Lorsque nous avons contacté le parquet général de Paris, nous avons demandé des dossiers impliquant des garçons, mais les procureurs n’en avaient pas. Cela ne veut pas dire, loin de là, qu’il n’y a que des filles qui se prostituent selon ces modalités. Des travailleurs sociaux sur le terrain nous expliquent que des garçons mineurs sont également concernés. Ils sont très probablement encore moins identifiés, car le sujet est d’autant plus tabou. Le mode de fonctionnement est vraisemblablement comparable entre filles et garçons, mais nous avons préféré parler de mineures plutôt que de tenter de généraliser alors que nos données ne nous le permettent pas. Les cas sur lesquels nous avons travaillé impliquent des filles nées en France ou ayant immigré très jeunes, pas des migrantes.
Quel est le lien entre cette pratique et le contexte sociétal actuel ?
Ce phénomène nous montre une caricature de notre société. Il fait appel à des logiques et des valeurs régulièrement mises en avant. Les mineures renvoient par exemple à la libre disposition de leur corps. Elles expliquent que la seule chose importante est leur consentement. Même si la réalité de leur pratique n’est pas celle de la liberté, leur discours colle avec le discours sociétal ambiant. Nous pouvons aussi réaliser un parallèle avec les modèles comme Uber, au sein desquels un prestataire choisit théoriquement son temps de travail, le prix de ses prestations, ses modalités. De la même manière, les jeunes assurent choisir leurs clients, leurs prestations, leurs horaires et leurs prix. La réalité est tout autre. Ce ne sont pas des extraterrestres, mais une loupe grossissante de certains traits de notre société. Elles poussent certaines logiques néolibérales à l’extrême, comme l’idée d’être entrepreneur de soi ou l’injonction à l’autonomie.
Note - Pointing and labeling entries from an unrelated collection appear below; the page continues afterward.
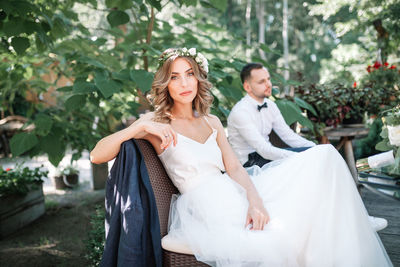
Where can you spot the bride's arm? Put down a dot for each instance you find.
(144, 128)
(257, 214)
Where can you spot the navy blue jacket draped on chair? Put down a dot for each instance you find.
(132, 226)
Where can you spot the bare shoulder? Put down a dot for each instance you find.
(214, 121)
(147, 116)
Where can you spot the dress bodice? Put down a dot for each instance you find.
(189, 161)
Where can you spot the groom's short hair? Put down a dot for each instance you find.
(246, 71)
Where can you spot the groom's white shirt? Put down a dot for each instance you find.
(249, 129)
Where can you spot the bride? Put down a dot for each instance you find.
(302, 211)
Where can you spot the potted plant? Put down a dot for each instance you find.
(21, 197)
(67, 177)
(391, 136)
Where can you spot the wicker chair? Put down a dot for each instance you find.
(163, 190)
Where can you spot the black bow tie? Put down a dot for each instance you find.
(259, 107)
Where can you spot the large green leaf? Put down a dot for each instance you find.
(43, 124)
(75, 102)
(22, 142)
(143, 79)
(82, 87)
(106, 86)
(20, 44)
(13, 27)
(123, 75)
(120, 4)
(53, 145)
(91, 61)
(305, 122)
(117, 17)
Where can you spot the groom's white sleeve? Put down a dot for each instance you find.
(253, 137)
(285, 132)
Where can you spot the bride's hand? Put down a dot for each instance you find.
(162, 131)
(257, 215)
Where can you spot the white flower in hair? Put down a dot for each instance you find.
(192, 51)
(184, 52)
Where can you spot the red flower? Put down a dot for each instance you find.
(346, 109)
(377, 65)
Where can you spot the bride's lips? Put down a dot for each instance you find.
(186, 93)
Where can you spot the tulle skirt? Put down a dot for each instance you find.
(317, 217)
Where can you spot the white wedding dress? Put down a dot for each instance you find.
(317, 216)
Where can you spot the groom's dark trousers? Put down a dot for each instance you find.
(256, 159)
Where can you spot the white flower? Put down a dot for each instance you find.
(394, 135)
(192, 51)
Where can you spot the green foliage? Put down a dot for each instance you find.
(96, 237)
(390, 140)
(20, 180)
(365, 147)
(332, 103)
(382, 84)
(68, 170)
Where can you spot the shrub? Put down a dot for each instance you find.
(20, 180)
(96, 237)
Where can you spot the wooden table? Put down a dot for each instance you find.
(346, 136)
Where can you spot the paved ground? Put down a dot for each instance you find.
(388, 208)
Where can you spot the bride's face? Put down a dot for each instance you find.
(183, 84)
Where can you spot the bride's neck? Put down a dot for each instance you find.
(183, 112)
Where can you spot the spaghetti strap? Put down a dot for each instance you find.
(209, 124)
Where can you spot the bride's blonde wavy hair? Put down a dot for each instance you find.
(163, 102)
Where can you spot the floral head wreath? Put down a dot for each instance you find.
(184, 52)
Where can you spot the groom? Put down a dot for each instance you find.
(254, 117)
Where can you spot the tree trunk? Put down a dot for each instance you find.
(285, 44)
(261, 26)
(248, 30)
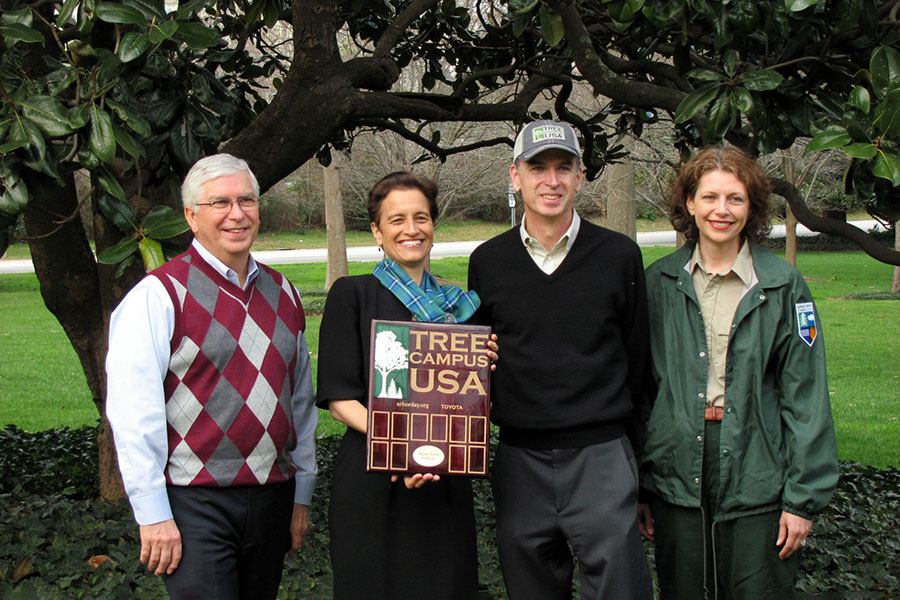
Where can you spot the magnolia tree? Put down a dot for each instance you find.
(132, 93)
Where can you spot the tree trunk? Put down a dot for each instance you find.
(70, 286)
(790, 220)
(334, 224)
(895, 285)
(620, 205)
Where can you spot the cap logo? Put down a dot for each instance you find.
(547, 132)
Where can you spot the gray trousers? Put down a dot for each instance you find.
(233, 541)
(586, 498)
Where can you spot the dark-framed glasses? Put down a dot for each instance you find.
(223, 204)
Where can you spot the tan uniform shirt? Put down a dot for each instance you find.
(549, 260)
(719, 295)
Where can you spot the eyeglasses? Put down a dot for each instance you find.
(223, 204)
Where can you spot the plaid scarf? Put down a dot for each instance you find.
(430, 302)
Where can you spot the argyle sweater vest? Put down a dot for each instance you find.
(230, 380)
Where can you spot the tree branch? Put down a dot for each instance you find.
(816, 223)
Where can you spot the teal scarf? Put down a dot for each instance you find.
(430, 302)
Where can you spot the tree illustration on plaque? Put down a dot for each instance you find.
(391, 355)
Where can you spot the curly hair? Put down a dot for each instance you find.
(401, 180)
(731, 160)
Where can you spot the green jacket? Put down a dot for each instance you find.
(777, 445)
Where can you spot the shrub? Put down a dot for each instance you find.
(58, 541)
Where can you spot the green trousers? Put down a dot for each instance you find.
(697, 559)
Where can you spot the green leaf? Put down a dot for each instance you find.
(743, 100)
(151, 252)
(720, 117)
(833, 136)
(196, 35)
(730, 61)
(163, 223)
(14, 197)
(127, 142)
(125, 248)
(162, 30)
(16, 32)
(103, 138)
(551, 26)
(887, 165)
(78, 116)
(184, 143)
(119, 13)
(859, 99)
(136, 122)
(129, 260)
(65, 12)
(861, 150)
(148, 8)
(132, 46)
(887, 115)
(798, 5)
(705, 75)
(23, 16)
(111, 185)
(49, 114)
(885, 68)
(695, 101)
(761, 80)
(120, 214)
(23, 130)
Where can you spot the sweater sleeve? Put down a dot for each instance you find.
(812, 471)
(636, 336)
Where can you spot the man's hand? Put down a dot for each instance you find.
(645, 521)
(299, 526)
(161, 547)
(792, 532)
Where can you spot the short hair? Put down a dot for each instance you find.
(730, 160)
(209, 168)
(401, 180)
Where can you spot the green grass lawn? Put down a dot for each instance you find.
(42, 386)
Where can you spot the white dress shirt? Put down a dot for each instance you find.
(140, 333)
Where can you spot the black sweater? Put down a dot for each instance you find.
(573, 344)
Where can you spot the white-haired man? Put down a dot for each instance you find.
(211, 402)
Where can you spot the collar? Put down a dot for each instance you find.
(742, 266)
(223, 269)
(568, 236)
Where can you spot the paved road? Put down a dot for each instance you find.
(440, 250)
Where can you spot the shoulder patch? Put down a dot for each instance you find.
(806, 322)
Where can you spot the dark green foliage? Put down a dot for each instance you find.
(53, 530)
(826, 242)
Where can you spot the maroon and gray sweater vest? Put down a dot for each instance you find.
(231, 375)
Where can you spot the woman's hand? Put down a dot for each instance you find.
(792, 533)
(493, 349)
(417, 480)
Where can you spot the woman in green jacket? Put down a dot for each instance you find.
(740, 450)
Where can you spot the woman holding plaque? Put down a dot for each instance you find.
(392, 539)
(740, 448)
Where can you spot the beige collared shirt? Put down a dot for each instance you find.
(549, 260)
(719, 295)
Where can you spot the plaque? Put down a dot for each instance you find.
(429, 398)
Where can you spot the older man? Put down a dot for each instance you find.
(567, 300)
(211, 402)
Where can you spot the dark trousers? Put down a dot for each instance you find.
(697, 559)
(233, 541)
(547, 500)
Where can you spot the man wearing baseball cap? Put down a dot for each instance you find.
(568, 302)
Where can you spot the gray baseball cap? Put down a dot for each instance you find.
(538, 136)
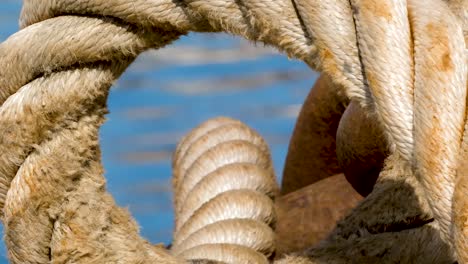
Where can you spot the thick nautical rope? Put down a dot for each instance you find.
(224, 186)
(403, 60)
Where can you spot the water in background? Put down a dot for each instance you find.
(166, 93)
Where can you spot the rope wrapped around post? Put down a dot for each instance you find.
(405, 61)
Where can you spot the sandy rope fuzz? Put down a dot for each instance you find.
(403, 60)
(224, 188)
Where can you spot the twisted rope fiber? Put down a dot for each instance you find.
(223, 188)
(404, 61)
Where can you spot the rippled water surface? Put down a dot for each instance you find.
(167, 92)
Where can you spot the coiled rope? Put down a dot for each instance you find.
(404, 60)
(223, 188)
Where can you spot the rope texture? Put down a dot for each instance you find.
(223, 190)
(405, 61)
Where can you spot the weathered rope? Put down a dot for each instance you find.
(223, 188)
(404, 60)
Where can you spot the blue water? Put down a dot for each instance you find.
(165, 93)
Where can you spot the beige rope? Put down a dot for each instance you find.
(223, 189)
(405, 61)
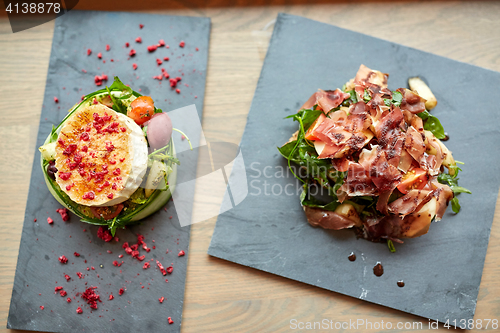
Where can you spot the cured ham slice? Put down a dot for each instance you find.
(367, 75)
(326, 100)
(410, 202)
(414, 144)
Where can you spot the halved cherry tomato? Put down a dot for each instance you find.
(142, 109)
(415, 178)
(310, 132)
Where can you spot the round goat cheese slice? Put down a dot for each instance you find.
(101, 156)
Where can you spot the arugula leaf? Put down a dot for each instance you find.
(118, 105)
(366, 96)
(397, 98)
(432, 123)
(390, 244)
(119, 85)
(455, 206)
(452, 182)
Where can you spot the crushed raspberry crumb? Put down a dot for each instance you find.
(91, 297)
(162, 269)
(64, 213)
(63, 259)
(89, 196)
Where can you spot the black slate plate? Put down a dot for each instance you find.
(38, 268)
(268, 230)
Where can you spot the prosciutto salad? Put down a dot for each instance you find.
(376, 158)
Comment mieux accompagner ce public ?
Sans banaliser en aucun cas la situation, il est important de la dédramatiser. Cela paraît paradoxal, car les faits sont pénalement très graves, avec beaucoup de violences et de conséquences pour les mineures. Mais dédramatiser, c’est passer du registre de l’émotion à celui de la compréhension. Il est important d’avoir des éléments de discernement qui permettent de situer cette pratique comme une conduite à risque de l’adolescence, car c’est ce dont il s’agit. On peut alors essayer d’être à l’écoute de ce dont a besoin la mineure à ce moment-là. Souvent, la première urgence se situe au niveau somatique. Elles disent avoir des maux de ventre, des infections gynécologiques, des troubles du sommeil, des problèmes d’addictions, des scarifications qui s’infectent… L’étape suivante est d’avancer avec elles en partant de leur discours. En connaissant les réalités qui se cachent derrière la prostitution, les professionnels sont davantage en mesure de déconstruire les détournements de langage mis en œuvre par les proxénètes.